La tendencia de la línea temporal de satisfacción o conformidad se repite de estudio en estudio: un pico máximo en octubre de 2017, momento de las elecciones legislativas generales, y una caída ininterrumpida hasta la actualidad. La encuesta de UDESA midió el punto álgido de octubre de 2017 en un 53% de satisfacción con la marcha general de las cosas, mientras que en junio del corriente año ese índice se ubica en el 26%.

El trabajo permite corroborar, asimismo, otra radiografía de Cambiemos a nivel nacional. El espacio, a pesar de su sistemática utilización de las redes sociales y el énfasis que se le da a la juventud en la agenda de gobierno, no ha logrado generar una buena imagen en el estrato más joven que hoy integra el mercado laboral. La encuesta de UDESA recurre a la popular denominación de “millenials” para referirse a estos jóvenes.

Territorialmente, no debería sorprender que el distrito donde mayor satisfacción genera la gestión Macri es Capital Federal. En CABA, un 12% de los encuestados definió que está “muy satisfecho” con la marcha general de las cosas. Esto es 6 veces más que lo relevado en Gran Buenos Aires, o 4 veces más que en la Patagonia, el NOA o la región Centro.

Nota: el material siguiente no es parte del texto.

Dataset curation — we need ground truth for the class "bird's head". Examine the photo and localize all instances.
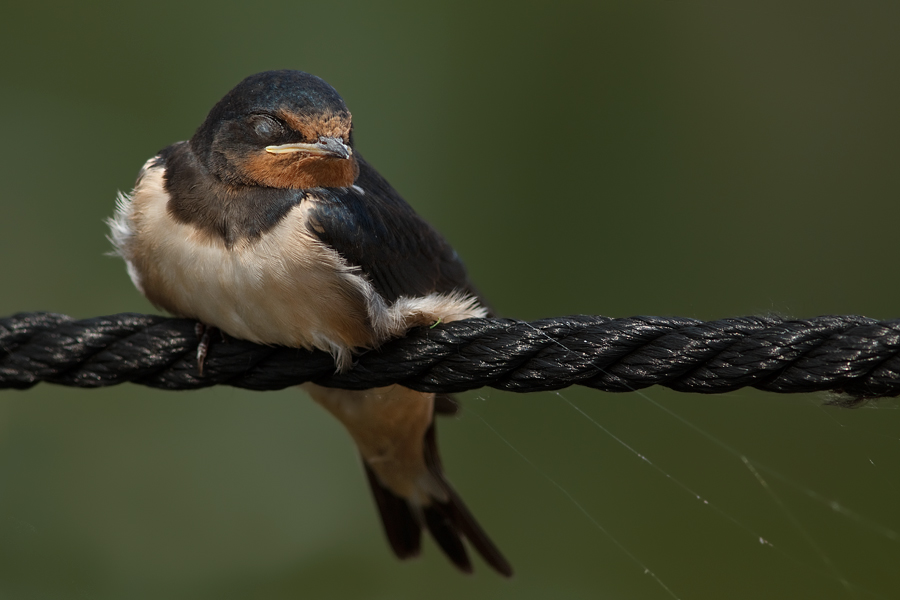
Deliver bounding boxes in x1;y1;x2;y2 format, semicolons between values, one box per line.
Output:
190;71;359;189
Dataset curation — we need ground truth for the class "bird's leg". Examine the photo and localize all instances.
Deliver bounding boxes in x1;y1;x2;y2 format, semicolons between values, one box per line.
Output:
194;321;220;377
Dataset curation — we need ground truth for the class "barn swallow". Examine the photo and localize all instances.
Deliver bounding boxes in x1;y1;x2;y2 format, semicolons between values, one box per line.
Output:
109;71;512;576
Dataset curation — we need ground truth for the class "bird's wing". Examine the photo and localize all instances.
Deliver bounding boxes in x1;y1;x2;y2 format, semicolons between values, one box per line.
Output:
309;155;486;302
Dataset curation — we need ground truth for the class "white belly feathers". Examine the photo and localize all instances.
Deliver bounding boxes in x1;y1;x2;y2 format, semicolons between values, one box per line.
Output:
109;159;486;369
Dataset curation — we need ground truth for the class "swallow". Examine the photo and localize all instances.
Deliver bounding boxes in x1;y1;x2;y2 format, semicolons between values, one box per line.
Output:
108;70;512;576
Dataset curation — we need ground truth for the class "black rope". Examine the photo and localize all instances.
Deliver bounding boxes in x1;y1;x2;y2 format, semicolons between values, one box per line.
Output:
0;313;900;404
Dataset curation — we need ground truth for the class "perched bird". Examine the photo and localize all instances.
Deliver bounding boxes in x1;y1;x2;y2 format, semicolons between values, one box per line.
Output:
109;71;512;576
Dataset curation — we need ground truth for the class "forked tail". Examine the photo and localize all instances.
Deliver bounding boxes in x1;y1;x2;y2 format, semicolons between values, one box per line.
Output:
363;423;512;577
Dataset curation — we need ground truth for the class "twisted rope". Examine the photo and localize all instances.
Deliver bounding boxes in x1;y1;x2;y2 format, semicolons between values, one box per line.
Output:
0;313;900;404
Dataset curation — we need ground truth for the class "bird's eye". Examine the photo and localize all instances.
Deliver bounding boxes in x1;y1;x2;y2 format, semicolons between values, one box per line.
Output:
250;115;284;139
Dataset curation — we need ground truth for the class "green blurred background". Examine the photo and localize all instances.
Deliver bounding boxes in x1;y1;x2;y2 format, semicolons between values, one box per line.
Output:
0;1;900;600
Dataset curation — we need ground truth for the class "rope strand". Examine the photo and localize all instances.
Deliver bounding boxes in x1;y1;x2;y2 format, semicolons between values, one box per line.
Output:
0;313;900;405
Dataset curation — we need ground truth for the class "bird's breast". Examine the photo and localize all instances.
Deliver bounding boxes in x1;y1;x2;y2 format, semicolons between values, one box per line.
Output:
113;163;375;366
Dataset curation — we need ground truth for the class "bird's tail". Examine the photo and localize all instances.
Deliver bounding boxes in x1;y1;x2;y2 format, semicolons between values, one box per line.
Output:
363;423;512;577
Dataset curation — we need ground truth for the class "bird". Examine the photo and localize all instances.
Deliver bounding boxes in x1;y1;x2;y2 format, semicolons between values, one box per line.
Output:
108;70;512;576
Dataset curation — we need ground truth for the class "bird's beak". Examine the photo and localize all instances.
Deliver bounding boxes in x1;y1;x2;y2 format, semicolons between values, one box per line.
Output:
266;136;353;158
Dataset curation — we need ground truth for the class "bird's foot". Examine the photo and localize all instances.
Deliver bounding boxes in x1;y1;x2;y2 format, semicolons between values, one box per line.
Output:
194;321;227;377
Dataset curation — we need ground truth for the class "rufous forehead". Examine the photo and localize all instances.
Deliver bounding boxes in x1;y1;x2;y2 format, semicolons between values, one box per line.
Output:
277;109;350;141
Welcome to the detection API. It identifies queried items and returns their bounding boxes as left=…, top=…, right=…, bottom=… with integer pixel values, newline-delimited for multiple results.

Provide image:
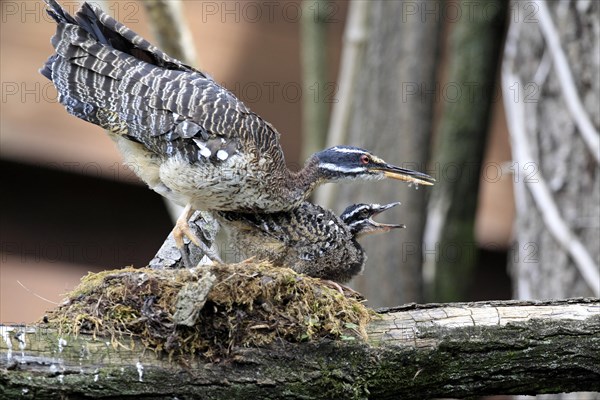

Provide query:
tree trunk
left=503, top=1, right=600, bottom=299
left=0, top=299, right=600, bottom=399
left=318, top=0, right=439, bottom=306
left=424, top=0, right=507, bottom=301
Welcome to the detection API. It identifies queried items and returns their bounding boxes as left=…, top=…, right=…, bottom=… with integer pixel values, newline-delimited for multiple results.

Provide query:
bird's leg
left=321, top=279, right=362, bottom=297
left=173, top=204, right=223, bottom=268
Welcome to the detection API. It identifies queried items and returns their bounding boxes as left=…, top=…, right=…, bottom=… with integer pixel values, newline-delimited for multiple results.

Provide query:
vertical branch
left=301, top=0, right=329, bottom=159
left=425, top=0, right=506, bottom=301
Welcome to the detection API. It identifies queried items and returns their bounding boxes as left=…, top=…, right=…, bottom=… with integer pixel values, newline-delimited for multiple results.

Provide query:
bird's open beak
left=363, top=202, right=406, bottom=235
left=373, top=164, right=435, bottom=186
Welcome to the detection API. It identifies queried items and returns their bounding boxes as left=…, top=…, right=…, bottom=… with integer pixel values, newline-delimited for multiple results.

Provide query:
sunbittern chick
left=41, top=0, right=434, bottom=260
left=216, top=201, right=405, bottom=283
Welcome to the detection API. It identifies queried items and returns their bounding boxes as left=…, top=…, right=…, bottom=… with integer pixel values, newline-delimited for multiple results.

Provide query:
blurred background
left=0, top=0, right=600, bottom=340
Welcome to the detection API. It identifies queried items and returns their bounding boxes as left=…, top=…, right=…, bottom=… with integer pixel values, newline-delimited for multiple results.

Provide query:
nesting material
left=47, top=262, right=370, bottom=360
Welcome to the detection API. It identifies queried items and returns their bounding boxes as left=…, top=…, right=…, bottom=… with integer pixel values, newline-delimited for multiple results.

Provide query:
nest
left=47, top=262, right=370, bottom=360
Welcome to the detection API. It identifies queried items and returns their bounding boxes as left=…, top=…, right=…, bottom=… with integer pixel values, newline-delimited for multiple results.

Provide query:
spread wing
left=40, top=0, right=283, bottom=163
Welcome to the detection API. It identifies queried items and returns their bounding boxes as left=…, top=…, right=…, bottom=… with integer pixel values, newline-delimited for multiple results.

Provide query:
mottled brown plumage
left=40, top=0, right=433, bottom=266
left=215, top=201, right=404, bottom=283
left=41, top=0, right=432, bottom=216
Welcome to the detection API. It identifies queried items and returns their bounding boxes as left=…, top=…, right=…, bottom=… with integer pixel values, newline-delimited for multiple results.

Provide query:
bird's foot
left=321, top=279, right=363, bottom=298
left=173, top=204, right=223, bottom=268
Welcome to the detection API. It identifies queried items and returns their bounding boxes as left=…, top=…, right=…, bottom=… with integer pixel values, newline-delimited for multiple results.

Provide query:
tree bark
left=0, top=299, right=600, bottom=399
left=318, top=0, right=440, bottom=306
left=503, top=1, right=600, bottom=299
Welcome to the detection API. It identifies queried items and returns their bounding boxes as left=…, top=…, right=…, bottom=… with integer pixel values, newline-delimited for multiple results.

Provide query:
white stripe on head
left=319, top=163, right=365, bottom=173
left=332, top=146, right=366, bottom=154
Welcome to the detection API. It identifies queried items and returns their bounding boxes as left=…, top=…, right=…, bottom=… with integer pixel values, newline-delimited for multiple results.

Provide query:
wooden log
left=0, top=298, right=600, bottom=399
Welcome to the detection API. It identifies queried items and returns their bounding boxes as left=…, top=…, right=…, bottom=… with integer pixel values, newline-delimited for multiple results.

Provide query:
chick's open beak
left=363, top=202, right=406, bottom=235
left=373, top=164, right=435, bottom=186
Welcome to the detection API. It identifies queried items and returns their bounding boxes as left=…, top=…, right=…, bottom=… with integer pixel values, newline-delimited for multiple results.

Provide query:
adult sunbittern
left=40, top=0, right=434, bottom=260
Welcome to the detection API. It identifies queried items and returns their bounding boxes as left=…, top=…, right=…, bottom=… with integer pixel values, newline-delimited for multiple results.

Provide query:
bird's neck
left=285, top=156, right=322, bottom=205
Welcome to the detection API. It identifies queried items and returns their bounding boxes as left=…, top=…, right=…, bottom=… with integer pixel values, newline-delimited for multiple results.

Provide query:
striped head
left=340, top=202, right=406, bottom=238
left=314, top=146, right=435, bottom=185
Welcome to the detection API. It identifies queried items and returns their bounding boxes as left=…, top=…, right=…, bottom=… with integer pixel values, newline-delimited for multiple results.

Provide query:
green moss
left=43, top=262, right=370, bottom=359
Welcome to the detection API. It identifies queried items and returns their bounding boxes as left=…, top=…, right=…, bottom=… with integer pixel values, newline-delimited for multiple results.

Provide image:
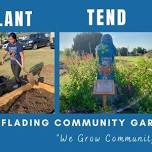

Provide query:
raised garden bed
left=0, top=83, right=54, bottom=113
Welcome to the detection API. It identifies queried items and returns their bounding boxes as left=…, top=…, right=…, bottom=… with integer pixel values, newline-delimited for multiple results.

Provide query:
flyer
left=0, top=0, right=152, bottom=152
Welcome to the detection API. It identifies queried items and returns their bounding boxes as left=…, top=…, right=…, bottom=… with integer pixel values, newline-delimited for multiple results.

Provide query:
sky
left=60, top=32, right=152, bottom=52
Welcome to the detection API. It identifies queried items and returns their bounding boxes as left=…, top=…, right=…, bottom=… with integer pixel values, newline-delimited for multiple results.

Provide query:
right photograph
left=60, top=32, right=152, bottom=114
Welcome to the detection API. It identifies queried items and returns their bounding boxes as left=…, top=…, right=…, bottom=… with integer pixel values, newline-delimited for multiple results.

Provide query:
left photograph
left=0, top=32, right=55, bottom=114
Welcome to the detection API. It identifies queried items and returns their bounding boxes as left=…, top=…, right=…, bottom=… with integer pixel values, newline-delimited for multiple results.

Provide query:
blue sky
left=60, top=32, right=152, bottom=51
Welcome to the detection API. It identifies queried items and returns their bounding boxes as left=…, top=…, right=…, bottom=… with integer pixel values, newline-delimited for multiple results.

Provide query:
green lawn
left=0, top=47, right=54, bottom=78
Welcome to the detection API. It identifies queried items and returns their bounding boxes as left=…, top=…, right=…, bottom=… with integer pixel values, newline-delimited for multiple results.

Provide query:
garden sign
left=93, top=34, right=116, bottom=106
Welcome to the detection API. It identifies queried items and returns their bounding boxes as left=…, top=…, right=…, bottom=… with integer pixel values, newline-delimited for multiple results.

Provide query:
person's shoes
left=13, top=84, right=19, bottom=89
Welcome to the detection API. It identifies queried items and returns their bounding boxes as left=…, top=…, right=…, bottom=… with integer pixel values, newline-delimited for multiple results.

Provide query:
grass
left=60, top=54, right=152, bottom=113
left=0, top=47, right=54, bottom=78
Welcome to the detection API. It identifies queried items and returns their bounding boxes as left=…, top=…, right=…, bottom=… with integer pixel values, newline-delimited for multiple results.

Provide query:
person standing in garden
left=2, top=33, right=24, bottom=89
left=96, top=34, right=116, bottom=80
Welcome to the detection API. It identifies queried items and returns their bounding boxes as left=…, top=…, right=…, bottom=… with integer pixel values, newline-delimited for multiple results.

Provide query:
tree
left=72, top=32, right=102, bottom=57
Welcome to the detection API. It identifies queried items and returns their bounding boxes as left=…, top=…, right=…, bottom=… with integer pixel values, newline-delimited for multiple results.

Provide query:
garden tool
left=13, top=58, right=36, bottom=85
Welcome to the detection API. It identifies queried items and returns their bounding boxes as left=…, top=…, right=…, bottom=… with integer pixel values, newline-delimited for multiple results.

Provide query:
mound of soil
left=40, top=64, right=54, bottom=85
left=8, top=89, right=54, bottom=113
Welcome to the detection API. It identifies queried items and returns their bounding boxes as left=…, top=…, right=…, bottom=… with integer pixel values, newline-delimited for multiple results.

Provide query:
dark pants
left=11, top=64, right=21, bottom=85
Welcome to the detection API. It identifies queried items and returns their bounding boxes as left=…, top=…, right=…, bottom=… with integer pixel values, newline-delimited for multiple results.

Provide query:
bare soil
left=8, top=89, right=54, bottom=113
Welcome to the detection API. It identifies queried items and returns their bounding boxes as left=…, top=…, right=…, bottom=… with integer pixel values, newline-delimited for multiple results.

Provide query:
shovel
left=13, top=58, right=36, bottom=85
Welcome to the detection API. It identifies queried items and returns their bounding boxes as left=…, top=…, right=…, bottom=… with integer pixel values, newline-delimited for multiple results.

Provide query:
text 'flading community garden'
left=60, top=33, right=152, bottom=113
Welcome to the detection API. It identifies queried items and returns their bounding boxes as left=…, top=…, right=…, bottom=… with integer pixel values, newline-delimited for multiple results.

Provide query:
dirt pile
left=8, top=89, right=54, bottom=113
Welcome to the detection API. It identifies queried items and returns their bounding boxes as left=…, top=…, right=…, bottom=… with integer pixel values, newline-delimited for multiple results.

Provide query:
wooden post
left=102, top=95, right=107, bottom=107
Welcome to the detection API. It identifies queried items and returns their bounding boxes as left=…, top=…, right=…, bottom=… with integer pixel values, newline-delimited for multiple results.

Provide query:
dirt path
left=8, top=89, right=54, bottom=113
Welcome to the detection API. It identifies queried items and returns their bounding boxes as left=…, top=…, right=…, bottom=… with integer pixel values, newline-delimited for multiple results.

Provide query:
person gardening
left=96, top=34, right=116, bottom=80
left=2, top=33, right=24, bottom=89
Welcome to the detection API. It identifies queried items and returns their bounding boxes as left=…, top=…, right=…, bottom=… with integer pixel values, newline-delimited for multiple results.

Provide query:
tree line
left=65, top=32, right=152, bottom=57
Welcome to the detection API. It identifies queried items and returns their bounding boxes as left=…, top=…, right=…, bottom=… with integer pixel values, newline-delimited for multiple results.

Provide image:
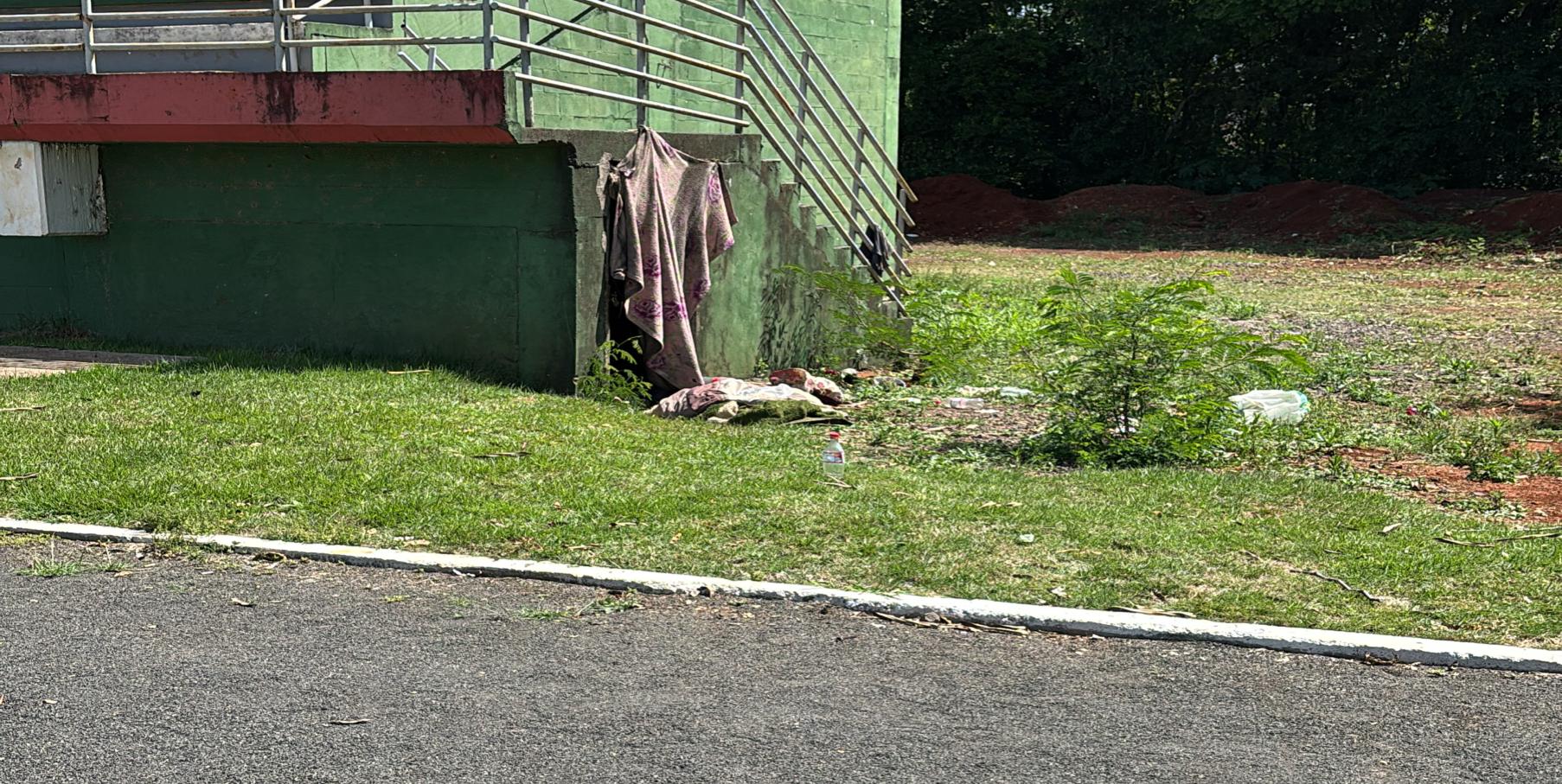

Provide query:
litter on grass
left=1228, top=389, right=1312, bottom=424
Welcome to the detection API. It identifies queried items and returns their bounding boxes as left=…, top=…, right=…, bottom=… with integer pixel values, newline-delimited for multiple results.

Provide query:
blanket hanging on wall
left=603, top=126, right=737, bottom=389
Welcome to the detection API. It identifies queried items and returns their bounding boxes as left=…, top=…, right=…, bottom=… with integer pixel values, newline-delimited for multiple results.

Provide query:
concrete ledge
left=0, top=70, right=515, bottom=143
left=12, top=517, right=1562, bottom=673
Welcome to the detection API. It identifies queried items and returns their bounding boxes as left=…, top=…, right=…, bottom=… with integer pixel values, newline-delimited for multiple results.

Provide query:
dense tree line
left=901, top=0, right=1562, bottom=197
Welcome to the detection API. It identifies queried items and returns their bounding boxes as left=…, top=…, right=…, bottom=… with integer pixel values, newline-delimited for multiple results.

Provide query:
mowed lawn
left=0, top=246, right=1562, bottom=647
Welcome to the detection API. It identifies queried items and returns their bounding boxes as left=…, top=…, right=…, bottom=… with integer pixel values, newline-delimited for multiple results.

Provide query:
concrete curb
left=12, top=517, right=1562, bottom=673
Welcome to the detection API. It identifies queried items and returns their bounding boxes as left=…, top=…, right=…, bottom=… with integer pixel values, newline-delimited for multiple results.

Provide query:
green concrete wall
left=310, top=0, right=901, bottom=155
left=523, top=130, right=847, bottom=376
left=0, top=145, right=576, bottom=389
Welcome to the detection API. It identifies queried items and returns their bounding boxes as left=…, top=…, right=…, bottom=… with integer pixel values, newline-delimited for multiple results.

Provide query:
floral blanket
left=603, top=128, right=737, bottom=389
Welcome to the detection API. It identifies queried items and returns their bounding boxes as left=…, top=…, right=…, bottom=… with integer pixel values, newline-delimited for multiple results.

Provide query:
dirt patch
left=1467, top=194, right=1562, bottom=236
left=912, top=175, right=1562, bottom=242
left=1215, top=180, right=1415, bottom=240
left=1411, top=188, right=1529, bottom=220
left=1337, top=442, right=1562, bottom=523
left=912, top=175, right=1054, bottom=239
left=1040, top=186, right=1209, bottom=228
left=1479, top=397, right=1562, bottom=430
left=0, top=345, right=194, bottom=378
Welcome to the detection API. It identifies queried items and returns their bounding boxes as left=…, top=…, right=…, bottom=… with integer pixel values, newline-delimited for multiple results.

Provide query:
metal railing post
left=483, top=0, right=494, bottom=70
left=634, top=0, right=651, bottom=125
left=283, top=0, right=299, bottom=72
left=799, top=49, right=823, bottom=172
left=842, top=126, right=889, bottom=235
left=81, top=0, right=97, bottom=73
left=515, top=0, right=537, bottom=128
left=272, top=0, right=287, bottom=70
left=733, top=0, right=748, bottom=133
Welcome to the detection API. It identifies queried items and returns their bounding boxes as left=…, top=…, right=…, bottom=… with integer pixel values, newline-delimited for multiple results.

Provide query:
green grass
left=0, top=347, right=1562, bottom=645
left=17, top=556, right=126, bottom=579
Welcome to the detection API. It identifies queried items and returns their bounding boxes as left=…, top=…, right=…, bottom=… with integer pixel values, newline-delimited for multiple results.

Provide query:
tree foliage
left=901, top=0, right=1562, bottom=195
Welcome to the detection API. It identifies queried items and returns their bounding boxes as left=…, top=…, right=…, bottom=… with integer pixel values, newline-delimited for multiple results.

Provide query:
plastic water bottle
left=825, top=432, right=847, bottom=482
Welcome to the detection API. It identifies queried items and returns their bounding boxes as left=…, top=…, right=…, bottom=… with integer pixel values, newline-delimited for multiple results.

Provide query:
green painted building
left=0, top=0, right=901, bottom=391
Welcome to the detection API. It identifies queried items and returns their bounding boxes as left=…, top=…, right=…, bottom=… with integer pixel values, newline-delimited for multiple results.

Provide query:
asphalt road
left=0, top=544, right=1562, bottom=784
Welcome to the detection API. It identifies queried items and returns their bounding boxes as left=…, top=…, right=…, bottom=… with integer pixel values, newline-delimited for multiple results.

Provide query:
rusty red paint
left=0, top=70, right=515, bottom=143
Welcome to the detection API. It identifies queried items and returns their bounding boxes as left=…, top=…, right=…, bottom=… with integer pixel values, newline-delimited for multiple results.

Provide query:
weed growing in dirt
left=810, top=271, right=1042, bottom=384
left=575, top=341, right=651, bottom=408
left=1021, top=267, right=1308, bottom=467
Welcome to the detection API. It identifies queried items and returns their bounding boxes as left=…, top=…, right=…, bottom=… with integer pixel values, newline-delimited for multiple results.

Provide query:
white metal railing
left=0, top=0, right=915, bottom=304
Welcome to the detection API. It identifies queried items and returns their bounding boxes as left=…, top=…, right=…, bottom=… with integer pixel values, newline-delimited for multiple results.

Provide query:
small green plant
left=1445, top=417, right=1562, bottom=482
left=1446, top=490, right=1526, bottom=520
left=575, top=341, right=651, bottom=408
left=1021, top=267, right=1308, bottom=467
left=810, top=271, right=1042, bottom=384
left=17, top=548, right=130, bottom=579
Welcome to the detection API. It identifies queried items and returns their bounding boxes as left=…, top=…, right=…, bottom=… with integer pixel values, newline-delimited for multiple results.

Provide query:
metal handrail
left=737, top=3, right=909, bottom=273
left=0, top=0, right=917, bottom=304
left=759, top=0, right=917, bottom=204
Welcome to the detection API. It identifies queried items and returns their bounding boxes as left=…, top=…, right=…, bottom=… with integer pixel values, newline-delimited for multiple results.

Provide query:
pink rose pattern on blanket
left=608, top=128, right=737, bottom=389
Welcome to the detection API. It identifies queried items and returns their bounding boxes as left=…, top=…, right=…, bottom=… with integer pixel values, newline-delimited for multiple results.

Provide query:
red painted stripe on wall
left=0, top=70, right=515, bottom=143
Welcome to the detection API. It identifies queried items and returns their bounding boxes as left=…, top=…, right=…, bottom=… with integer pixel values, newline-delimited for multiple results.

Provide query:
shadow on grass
left=986, top=213, right=1562, bottom=261
left=0, top=320, right=520, bottom=389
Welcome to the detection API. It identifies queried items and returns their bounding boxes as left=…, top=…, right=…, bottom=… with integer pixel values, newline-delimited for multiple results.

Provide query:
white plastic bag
left=1229, top=389, right=1312, bottom=424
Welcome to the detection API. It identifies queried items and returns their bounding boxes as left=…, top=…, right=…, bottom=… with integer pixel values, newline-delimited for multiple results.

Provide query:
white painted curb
left=12, top=517, right=1562, bottom=673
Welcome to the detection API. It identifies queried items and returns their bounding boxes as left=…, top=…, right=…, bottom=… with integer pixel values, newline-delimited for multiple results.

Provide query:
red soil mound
left=911, top=175, right=1053, bottom=239
left=1411, top=188, right=1527, bottom=217
left=1467, top=192, right=1562, bottom=236
left=1219, top=180, right=1415, bottom=240
left=1048, top=186, right=1209, bottom=226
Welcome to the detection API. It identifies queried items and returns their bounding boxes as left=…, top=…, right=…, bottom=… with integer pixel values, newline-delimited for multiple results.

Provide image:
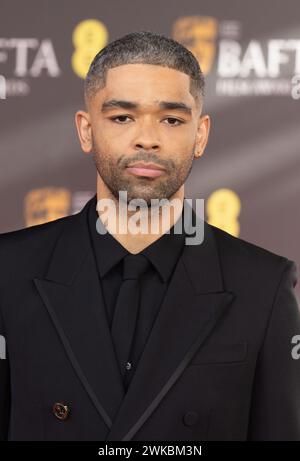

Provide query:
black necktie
left=111, top=254, right=149, bottom=379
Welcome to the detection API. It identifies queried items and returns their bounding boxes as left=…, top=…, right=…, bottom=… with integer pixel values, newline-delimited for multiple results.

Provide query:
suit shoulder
left=0, top=215, right=74, bottom=257
left=208, top=224, right=294, bottom=274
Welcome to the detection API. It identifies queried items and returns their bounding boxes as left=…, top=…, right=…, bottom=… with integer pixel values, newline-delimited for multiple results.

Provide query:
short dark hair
left=84, top=31, right=204, bottom=110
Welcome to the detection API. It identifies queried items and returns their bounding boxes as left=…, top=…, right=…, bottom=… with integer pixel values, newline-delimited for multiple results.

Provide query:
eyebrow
left=101, top=99, right=192, bottom=115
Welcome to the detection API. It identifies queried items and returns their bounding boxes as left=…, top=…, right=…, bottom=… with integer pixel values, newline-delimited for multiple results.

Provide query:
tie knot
left=123, top=254, right=149, bottom=280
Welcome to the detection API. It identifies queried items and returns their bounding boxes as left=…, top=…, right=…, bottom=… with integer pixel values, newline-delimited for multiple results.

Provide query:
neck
left=97, top=173, right=184, bottom=254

La satisfacción de las personas con el devenir actual de las cosas cayó sostenidamente en todos los niveles socio-económicos (NSE).

Según el relevamiento de UDESA, la clase media se estabilizó en abril en torno al 30% de satisfacción. La clase alta/media alta se presenta con una volatilidad mucho mayor, perdiendo el índice de satisfacción 20 puntos desde febrero a junio de este año (50% a 30%).

En tanto, la clase baja, en ningún momento de la línea que abarca desde septiembre de 2017 a la actualidad, deja de ser la que menor nivel de satisfacción presenta. Sin embargo, después de tocar un piso del 18% en mayo, el nivel de satisfacción de este estrato remontó 5 puntos en el relevo de abril.

El sondeo exhibe para junio un nivel de desaprobación de la gestión de gobierno del 53%, mientras que la aprobación es del 45%.

El punto positivo para el Gobierno es que el nivel de aprobación de la gestión acompaña en líneas generales al de satisfacción, pero se mantiene siempre por encima. En este sentido, si bien los encuestados manifiestan insatisfacción en líneas generales, la imagen del gobierno logra despegarse en 20 puntos del mal momento que transcurre el país (23% de satisfacción y 45% de aprobación).